No importa la época.  El hombre, en su fin de sostenerse sobre la faz de la tierra, solo ha desarrollado una habilidad, la de resolver su día a día.

En su empeño, de manera empírica tuvo que descubrir una habilidad, la cual le permitió destacarse, a pesar te cumplir con sus tareas de recolección, caza y cocción de alimentos.

Para quienes vivieron esto, imagino que las cosas no eran simples, pero para nosotros, quienes estamos inmersos en la tecnología y su exponencial y desbordado desarrollo, aquello nos parece demasiado simple, por decirlo de una manera insípida e irrespetando el esfuerzo y los momentos de verdad de aquella personas.

Sin notarlo, esas generaciones se vieron envueltas en la necesidad de dejar de pensar de modo tribal y en pro de su supervivencia, les correspondió, o defenderse, o salir a buscar nuevos mundos, con tal de continuar asegurando su alimentación en un principio, después vino el afán de la expansión.

Hasta que se toparon con la necesidad rupestre de los inicios del comercio: el trueque.  El otro tiene algo que yo necesito y yo tengo algo que él quiere.

Había un equilibrio en la oferta y en la demanda, dado que se trataba para entonces, de suplir necesidades concretas, más cuando la humanidad apenas estaba empezando a poblar la tierra.

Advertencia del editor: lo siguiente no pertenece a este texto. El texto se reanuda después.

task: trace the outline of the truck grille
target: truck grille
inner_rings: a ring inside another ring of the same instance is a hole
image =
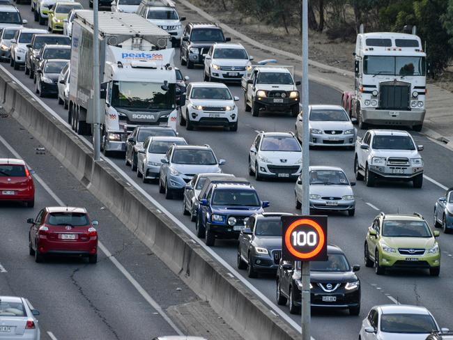
[[[409,110],[410,84],[405,82],[383,82],[380,84],[379,108]]]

Hoy todo es diferente.  Hoy hay super población humana, por ende hay más necesidades, lo que detona todo tipo de rivalidades, produciéndose una tensión en la que los más hábiles a nivel comercial se encargan de desabastecer el mercado para construir una demanda que permita encarecer la oferta de lo que ellos poseen con el propósito de consolidar su riqueza en detrimento de la de quienes no tienen otra opción que someterse a las condiciones impuestas por el mercado.

Si leen el texto, sigo pensando desde la perspectiva del Siglo XX.  Lo particular del Siglo XXI, es que las nuevas generaciones no tienen en cuenta las elucubraciones que acabo de hacer sobre la humanidad, sus necesidades y sus políticas de mercado.

Las generaciones de hoy solo saben que tienen que desarrollar una habilidad, encontrar su nicho de mercado, comprender las reglas del juego e iniciar un proceso de producción que les permita sostener su estilo de consumo a través de las múltiples formas de ingresos que existen a partir de lo que ellos hacen y con quien se relacionan.

Por tal razón, no es extraño encontrar hoy en día, personas jóvenes a quienes no les interesa la política, pero sí la defensa del libre mercado.

Con preocupación noto que muchos de nuestros jóvenes sentados en las aulas de clase, no tienen una óptica de este estilo de pensar, dado que sus mentores no pueden ver lo que está pasando en el mundo y sus dinámicas de comercio, ya que continuan desarrollando sus discursos mirando la realidad a través de los espejos retrovisores, sin descubrir que el futuro está más allá del parabrisas que tienen en frente suyo.